Science-Big Brain Moments: Antimicrobial is the Current Leading Cause of Death

Rodolfo Parulan Jr

Microorganism on a petri dish.

Jocelyn Chavez Zapata, Reporter

Newly published data has revealed there were 4.95 million deaths in 2019 associated with bacterial antimicrobial resistance, making antimicrobial resistance the third leading cause of death worldwide and soon to be number one. Out of the 4.95 million deaths 1.27 million were directly caused by antimicrobial resistance. Researchers have stated “more people [have] died from untreatable bacterial infections that year [2019] than from HIV or malaria.”

Antimicrobial resistance is a microorganism’s ability to resist the effects of a drug. This includes bacteria, viruses, fungi, and parasites. Antimicrobial resistance (AMR) occurs when microorganisms change overtime and evolve so that they are immune to the antibiotic’s doctors give patients, making it harder to treat the infections given from these microorganisms.

Ever since the discovery of antibiotics in 1928 for fighting against such bacteria, they have helped society combat diseases to the point where we don’t have to worry about them, one example being gonorrhea. Even as we’ve developed the technology to overcome such diseases, microorganisms have long developed resistance to such antibiotics long before we used them and are still evolving as we speak.

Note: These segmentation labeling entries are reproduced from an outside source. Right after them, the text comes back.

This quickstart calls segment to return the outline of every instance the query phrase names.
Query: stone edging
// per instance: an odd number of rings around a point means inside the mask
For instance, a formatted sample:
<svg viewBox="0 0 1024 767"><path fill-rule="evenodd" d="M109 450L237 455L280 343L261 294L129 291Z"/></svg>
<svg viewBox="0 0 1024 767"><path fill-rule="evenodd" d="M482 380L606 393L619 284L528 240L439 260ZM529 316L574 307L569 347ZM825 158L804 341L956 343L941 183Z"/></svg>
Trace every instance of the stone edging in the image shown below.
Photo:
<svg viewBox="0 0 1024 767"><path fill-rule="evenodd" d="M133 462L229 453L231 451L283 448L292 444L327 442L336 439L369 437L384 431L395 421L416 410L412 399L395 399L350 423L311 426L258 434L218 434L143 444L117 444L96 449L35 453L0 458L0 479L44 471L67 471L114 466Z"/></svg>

Researchers are studying ways to reduce the causes of infections and even stop the amount of deaths AMR is currently causing by providing strict hygiene conditions in hospitals and by reducing and managing the amount of antibiotics given to patients in developed countries both in North America and Europe.

“The threat of antimicrobial resistance has long been signaled. And the steps needed to tackle antimicrobial resistance – boosting public awareness, better surveillance, improved diagnostics, more rational use of antibiotics, access to clean water and sanitation, embracing One Health, and investments in new antimicrobials and vaccines – have been consistently recommended. But action has been episodic and uneven, resulting in global inequities in antimicrobial resistance,” further explain the editors of Lancet as they take part of the research on AMR.